Jakarta, Satunusantaranews.co.id – Pengakuan Bank Indonesia yang telah menyerahkan jaminan lahan 452 hektar kepada BPPN dalam peralihan hak (Cessie) Bank Centris Internasional (BCI), di dalam resume jawaban pada sidang mediasi yang digelar PN Jakarta Pusat, Kamis (20/6) kemarin, dinilai janggal oleh Andri Tedjadharma, selaku penggugat perkara ini.
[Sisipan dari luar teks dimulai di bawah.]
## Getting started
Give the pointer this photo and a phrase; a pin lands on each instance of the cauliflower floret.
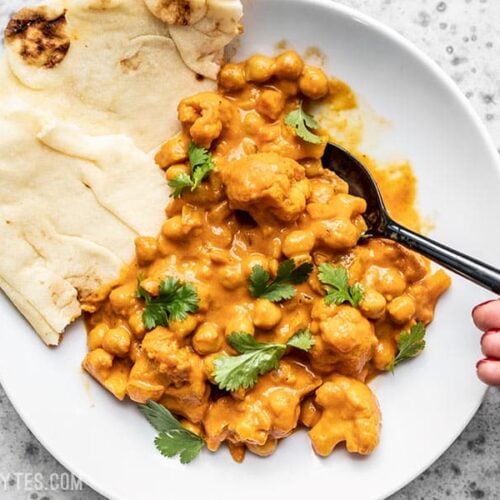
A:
(206, 114)
(346, 341)
(265, 183)
(350, 414)
(171, 374)
(111, 372)
(267, 412)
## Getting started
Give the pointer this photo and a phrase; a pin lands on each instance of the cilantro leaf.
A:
(337, 287)
(410, 344)
(174, 302)
(201, 163)
(179, 183)
(255, 358)
(303, 122)
(173, 438)
(302, 340)
(279, 288)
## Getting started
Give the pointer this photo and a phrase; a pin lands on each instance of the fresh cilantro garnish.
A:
(173, 303)
(202, 164)
(173, 438)
(302, 122)
(338, 290)
(179, 183)
(410, 344)
(279, 288)
(255, 358)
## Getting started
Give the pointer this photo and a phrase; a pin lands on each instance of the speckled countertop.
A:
(463, 36)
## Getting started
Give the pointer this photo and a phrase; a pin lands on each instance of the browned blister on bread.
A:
(39, 36)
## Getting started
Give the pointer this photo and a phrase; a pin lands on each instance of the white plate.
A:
(425, 404)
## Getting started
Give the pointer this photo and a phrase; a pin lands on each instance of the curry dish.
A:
(267, 201)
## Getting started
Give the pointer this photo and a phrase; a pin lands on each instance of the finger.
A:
(490, 344)
(486, 316)
(488, 370)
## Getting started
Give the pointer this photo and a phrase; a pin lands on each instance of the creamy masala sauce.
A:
(267, 200)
“Rasanya tidak mungkin BI menyerahkan kepada BPPN (Depkeu – red), karena itu sudah di-hipotek atas nama BI,” ujarnya menanggapi pengakuan BI dalam sidang mediasi perkara 171/Pdt.G/2024/PN.Jkt. Pst., dengan tergugat I Kementerian Keuangan dan Bank Indonesia sebagai tergugat II.
Andri Tedjadharma yang juga pemegang saham BCI (BBO/Bank Beku Operasi), mengatakan, BCI telah menjadi korban karena harta dan jaminan yang sudah diserahkan dan di-hipotek atas nama BI dengan nomor 972, kenyataannya tidak ada atau hilang.
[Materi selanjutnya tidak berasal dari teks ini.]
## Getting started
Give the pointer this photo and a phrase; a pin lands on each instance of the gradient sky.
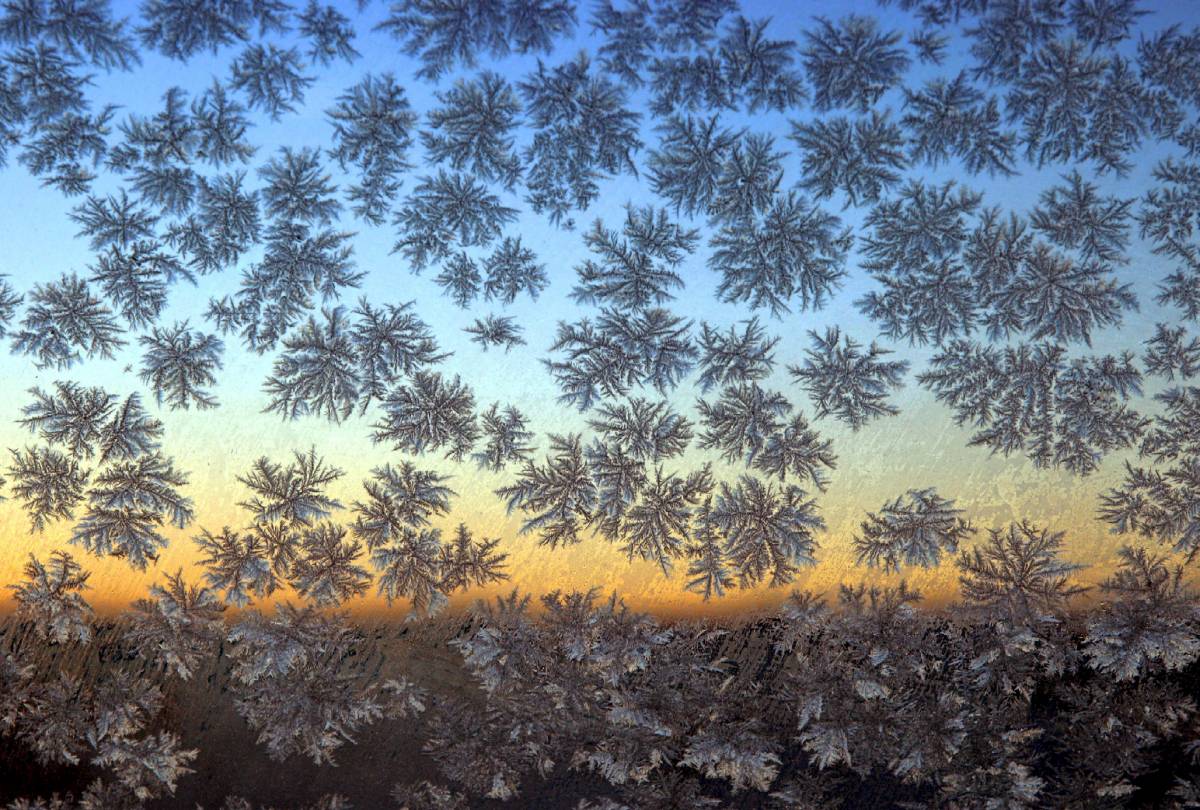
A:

“Lahan 452 hektar sebagai jaminan BCI itu, dinyatakan Kementerian Keuangan (DJKN dan KPKNL) tidak ada. BI sendiri juga tidak pernah menjawab tiga surat saya yang mempertanyakan jaminan lahan 452 hektar tersebut. Tapi, sekarang, dalam sidang mengaku sudah menyerahkan, aneh sekali,” tuturnya.
Lantaran itu, Andri menegaskan untuk negara hadir mencari tahu siapa yang bertanggung jawab. “Jangan BCI dituduh ga kooperatif,” ujarnya seraya menambahkan bahwa BCI sejak awal krisis moneter 1997, sudah berbuat jauh ke depan sebagai pelopor yang menjaminkan harta yang bukan milik bank kepada negara, yakni Bank Indonesia.
Akan tetapi, sejak itu BCI yang justru diperlakukan sangat buruk dan tidak manusiawi. Di mana, BI tidak membayarkan sejumlah uang kepada BCI seperti yang diperjanjikan dalam perjanjian Akta 46. Bahkan, BI telah memalsukan rekening mengatasnamakan BCI, sehingga BCI dituduh menerima dana BLBI.
“Padahal, BI sudah menerima jaminan dari BCI 452 hektar, menerima promes Rp492 milyar tapi tidak membayar, dan mencurinya sebesar Rp490 milyar. Ditambah lagi, BI menerima Rp692 milyar dari negara (BPPN/Depkeu – red). Terus, sekarang lari seperti tidak berdosa,” paparnya.
Menurut Andri, jaminan lahan 452 hektar yang sudah di-hipotek atas nama BI dengan hak tanggungan no 972, tidak bisa pindah tangan kecuali di roya lebih dulu.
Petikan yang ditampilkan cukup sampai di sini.